Rupanya, di desa yang kini tengah berada di jaman modern, masih berlaku cerita yang bernada menyudutkan.
Rumpian ala ibu-ibu itu masih kental di sana, meski dilakukan secara diam-diam.
Hal itu masih wajar menurut saya. Meski cerita yang dituturkan terdengar memilukan, kegiatan ibu-ibu itu menandakan masih terpeliharanya budaya guyub.
[caption caption="GKJW, salah satu ikon di Desa Peniwen, Malang (Sumber:revivalentine.blogspot.com)"]
Saya menduga, pemuda yang dikabarkan meninggal yang katanya akibat HIV itu, bukan semata-mata efek primer yang ditimbulkan.
Bukan pula karena timbulnya toksoplasma atau pun gejala sekunder lainnya, melainkan karena kurangnya pemahaman masyarakat bagaimana menindak gejala awal penyakit ini.

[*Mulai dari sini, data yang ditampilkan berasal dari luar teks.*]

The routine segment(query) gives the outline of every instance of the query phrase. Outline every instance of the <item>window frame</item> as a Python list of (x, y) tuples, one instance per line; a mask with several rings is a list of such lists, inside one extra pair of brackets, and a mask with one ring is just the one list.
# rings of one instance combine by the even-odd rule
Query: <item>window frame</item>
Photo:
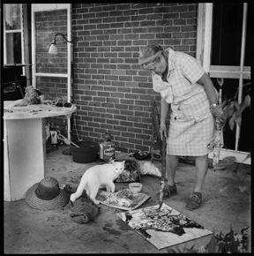
[[(212, 28), (213, 28), (213, 3), (200, 3), (198, 10), (198, 31), (197, 31), (197, 55), (196, 58), (203, 66), (205, 71), (211, 78), (233, 78), (239, 79), (239, 92), (243, 86), (243, 79), (250, 79), (250, 67), (243, 66), (241, 57), (240, 66), (219, 66), (211, 65), (211, 49), (212, 49)], [(243, 35), (246, 29), (248, 4), (243, 3)], [(243, 36), (242, 36), (243, 38)], [(242, 43), (242, 54), (245, 49), (244, 39)], [(242, 94), (239, 93), (238, 102), (242, 101)], [(238, 134), (238, 135), (237, 135)], [(240, 128), (236, 126), (235, 147), (236, 149), (220, 149), (220, 159), (226, 156), (235, 156), (236, 162), (250, 164), (250, 158), (247, 158), (250, 154), (237, 150)], [(213, 158), (213, 153), (209, 154), (209, 158)]]
[[(21, 64), (25, 64), (25, 47), (24, 47), (24, 20), (23, 20), (23, 4), (16, 4), (20, 5), (20, 28), (19, 29), (12, 29), (12, 30), (7, 30), (6, 29), (6, 24), (5, 24), (5, 6), (7, 4), (4, 4), (4, 64), (7, 64), (7, 48), (6, 48), (6, 34), (14, 34), (14, 33), (20, 33), (20, 38), (21, 38)], [(23, 73), (25, 73), (25, 69), (23, 67)]]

Penyakit yang sudah umum menjadi ‘momok’ ini kian menakutkan bagi penderitanya. Sistem imunitasnya yang semakin merosot bukan semata karena tak giat menjalani terapi antiretroviral, tetapi juga tersudut dan terhasut oleh stigma.
Untuk sebagian ODHA, bukan vonis penyakit itu saja yang membuat terpukul. Melainkan direnggut ketakutan akan stigma yang merajam dan terlihat kejam.
Hal ini pula lah yang menyebabkan penderita tak lagi muncul di masyarakat, ketakutan yang hebat akan penghakiman ala manusia.
Menurut mbak Min, mantan pekerja seks yang kini giat dalam KDS (Kelompok Dukungan Sebaya) yang kerap memberikan sosialisasi dan dukungan pasien di RSUD dr. Soetomo menuturkan, pembunuh nomor satu bukan lah si HIV itu sendiri. Melainkan stigma pribadi dan masyarakat yang membuat si penderita kian terpukul dan emosional secara psikologis.
Akibatnya, daya tahan tubuh yang sudah berada pada batas minimal itu semakin menurun.